Apenas se adivinaba un toque de tensión en el rostro de Grey, que le anunció una tregua después de la batalla.
– Porque me dije que sí -siguió hablando Grey.
Por tanto aquél era el modo de que se valdría él para firmar la paz.
– Gracias por la rosa.
– Me alegro de que te haya gustado -dijo él con una sonrisa que le relajó el gesto-. Arriesgué mi vida trepando por el parque para traértela.
– ¡Grey!-suspiró asombrada, imaginándoselo trepando por la verja del parque a la madrugada-. ¡No es cierto!
Él alzó la ceja.
– ¡Tonto!-exclamó ella-. ¿Y si te hubiera visto alguien?
– Valía la pena el riesgo, si te hacía feliz.
Grey la apretó contra él con una mano, y con la otra le quitó un mechón de pelo que le tapaba la ceja. Y le dio un beso en la frente.
– Además, sé que podía confiar en ti para que me llevaras una lima para cortar los barrotes de la prisión, si hacía falta.
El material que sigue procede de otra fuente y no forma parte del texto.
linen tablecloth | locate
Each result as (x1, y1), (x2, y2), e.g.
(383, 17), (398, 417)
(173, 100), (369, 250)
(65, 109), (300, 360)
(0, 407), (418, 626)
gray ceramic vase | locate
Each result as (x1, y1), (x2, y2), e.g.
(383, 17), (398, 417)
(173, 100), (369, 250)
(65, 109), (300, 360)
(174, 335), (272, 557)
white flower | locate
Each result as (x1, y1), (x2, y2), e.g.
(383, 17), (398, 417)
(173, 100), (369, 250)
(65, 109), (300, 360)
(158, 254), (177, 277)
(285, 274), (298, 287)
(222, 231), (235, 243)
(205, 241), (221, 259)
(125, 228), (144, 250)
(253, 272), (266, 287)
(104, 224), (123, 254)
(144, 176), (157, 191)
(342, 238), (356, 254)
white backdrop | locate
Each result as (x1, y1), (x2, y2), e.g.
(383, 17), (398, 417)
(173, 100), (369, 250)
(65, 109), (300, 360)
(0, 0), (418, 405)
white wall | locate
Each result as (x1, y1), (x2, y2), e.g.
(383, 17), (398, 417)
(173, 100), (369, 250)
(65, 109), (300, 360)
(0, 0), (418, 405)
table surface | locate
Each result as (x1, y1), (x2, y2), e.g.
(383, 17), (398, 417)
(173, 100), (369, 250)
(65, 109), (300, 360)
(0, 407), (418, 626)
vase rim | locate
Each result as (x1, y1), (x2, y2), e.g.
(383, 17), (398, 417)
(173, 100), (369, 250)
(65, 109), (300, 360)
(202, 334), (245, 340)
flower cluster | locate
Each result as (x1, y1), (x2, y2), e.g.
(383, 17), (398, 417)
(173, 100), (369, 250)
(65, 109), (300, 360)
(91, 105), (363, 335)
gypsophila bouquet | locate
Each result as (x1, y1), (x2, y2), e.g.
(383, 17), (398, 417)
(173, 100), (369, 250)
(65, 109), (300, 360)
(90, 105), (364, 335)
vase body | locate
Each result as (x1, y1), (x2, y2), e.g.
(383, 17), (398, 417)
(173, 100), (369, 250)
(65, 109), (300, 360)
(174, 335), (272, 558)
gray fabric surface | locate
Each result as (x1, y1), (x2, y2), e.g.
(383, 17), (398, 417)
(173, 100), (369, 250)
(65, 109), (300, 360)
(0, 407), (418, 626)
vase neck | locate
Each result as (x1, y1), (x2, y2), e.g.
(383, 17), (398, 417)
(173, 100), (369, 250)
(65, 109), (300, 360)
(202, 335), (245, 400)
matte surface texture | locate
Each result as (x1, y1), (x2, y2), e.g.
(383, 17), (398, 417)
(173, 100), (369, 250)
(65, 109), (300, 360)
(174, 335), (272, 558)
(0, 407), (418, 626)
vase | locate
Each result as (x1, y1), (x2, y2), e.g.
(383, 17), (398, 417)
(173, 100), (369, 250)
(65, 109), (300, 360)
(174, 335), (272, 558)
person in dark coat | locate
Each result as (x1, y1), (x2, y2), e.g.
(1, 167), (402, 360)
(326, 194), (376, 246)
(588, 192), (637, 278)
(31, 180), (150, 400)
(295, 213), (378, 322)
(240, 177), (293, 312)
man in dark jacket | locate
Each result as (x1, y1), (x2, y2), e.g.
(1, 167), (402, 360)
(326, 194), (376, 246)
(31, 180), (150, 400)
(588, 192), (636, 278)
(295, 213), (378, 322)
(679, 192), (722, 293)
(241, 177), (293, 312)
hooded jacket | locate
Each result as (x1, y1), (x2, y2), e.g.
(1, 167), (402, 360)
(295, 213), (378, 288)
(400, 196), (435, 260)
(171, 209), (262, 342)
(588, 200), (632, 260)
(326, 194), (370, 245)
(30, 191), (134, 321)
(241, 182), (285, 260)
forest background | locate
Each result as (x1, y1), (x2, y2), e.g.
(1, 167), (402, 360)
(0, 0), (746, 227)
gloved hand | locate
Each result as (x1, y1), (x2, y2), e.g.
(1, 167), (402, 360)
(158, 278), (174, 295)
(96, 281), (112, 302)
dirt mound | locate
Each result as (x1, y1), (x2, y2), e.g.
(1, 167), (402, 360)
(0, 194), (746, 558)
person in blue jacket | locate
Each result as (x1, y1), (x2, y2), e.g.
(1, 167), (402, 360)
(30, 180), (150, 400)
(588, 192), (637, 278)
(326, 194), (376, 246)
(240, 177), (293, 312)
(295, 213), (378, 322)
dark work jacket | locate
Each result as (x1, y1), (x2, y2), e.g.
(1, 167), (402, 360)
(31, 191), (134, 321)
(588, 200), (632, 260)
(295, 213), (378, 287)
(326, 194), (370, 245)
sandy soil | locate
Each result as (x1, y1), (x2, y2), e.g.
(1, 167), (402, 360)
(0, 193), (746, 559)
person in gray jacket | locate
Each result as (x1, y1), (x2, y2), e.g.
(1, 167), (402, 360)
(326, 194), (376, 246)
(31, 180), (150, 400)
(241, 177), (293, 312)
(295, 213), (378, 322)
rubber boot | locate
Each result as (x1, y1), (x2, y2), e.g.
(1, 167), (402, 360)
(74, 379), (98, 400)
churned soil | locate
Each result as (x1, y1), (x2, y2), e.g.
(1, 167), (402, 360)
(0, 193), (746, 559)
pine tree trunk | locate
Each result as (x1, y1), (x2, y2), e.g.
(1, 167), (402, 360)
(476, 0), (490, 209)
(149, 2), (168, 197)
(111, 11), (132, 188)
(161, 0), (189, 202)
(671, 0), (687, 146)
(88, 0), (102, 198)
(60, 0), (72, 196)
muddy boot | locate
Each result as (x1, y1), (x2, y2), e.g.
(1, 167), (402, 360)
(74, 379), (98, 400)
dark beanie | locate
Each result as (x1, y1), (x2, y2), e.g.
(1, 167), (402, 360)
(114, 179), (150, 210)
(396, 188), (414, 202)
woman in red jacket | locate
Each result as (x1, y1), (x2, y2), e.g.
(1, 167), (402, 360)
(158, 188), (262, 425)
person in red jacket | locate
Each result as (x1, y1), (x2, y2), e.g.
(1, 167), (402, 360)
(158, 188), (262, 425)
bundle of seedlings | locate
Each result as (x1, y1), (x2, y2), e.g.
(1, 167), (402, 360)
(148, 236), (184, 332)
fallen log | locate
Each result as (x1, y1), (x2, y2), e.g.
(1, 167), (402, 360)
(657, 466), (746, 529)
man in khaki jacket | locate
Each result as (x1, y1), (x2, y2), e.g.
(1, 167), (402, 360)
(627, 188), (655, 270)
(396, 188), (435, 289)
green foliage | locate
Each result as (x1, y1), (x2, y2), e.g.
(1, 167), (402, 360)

– ¡Tonto! -repitió ella, pero aquella vez le pellizcó el hombro.
– Puede ser. Y tengo algo mas para ti -Grey le mostró un par de entradas que sacó del bolsillo interior de su chaqueta-. ¿Quieres ver esto?
– ¡Grey! ¿Cómo las has conseguido? -le preguntó ella, ansiosamente, alargando la mano para alcanzarlas y verlas con sus propios ojos.
– Primero vas a tener que retractarte de ese «tonto» que has dicho antes -contestó él, impidiendo que Abbie atrapase las entradas.
– Me retracto sin reservas. ¡Dios mío! ¡Tantas atenciones se me van a subir a la cabeza! -exclamó ella, apoyando la cabeza contra el pecho de Grey.
– ¿Sí? ¿Quién más te ha estado mimando?
– Steve Morley. Me llevó a almorzar -dijo ella, alzando la cabeza para mirarlo.
¿Esperaba que le hiciera una confesión acaso? En ese caso, se habría decepcionado.
– ¡Qué suerte tiene Steve! -dijo él, con un tono un poco agrio.
Abbie sabía que a Grey no le hacía gracia Steve, ni su periódico. Pero no era de extrañar, porque su hermano, Robert Lockwood, era el político más popular del gobierno y la gente lo acosaba.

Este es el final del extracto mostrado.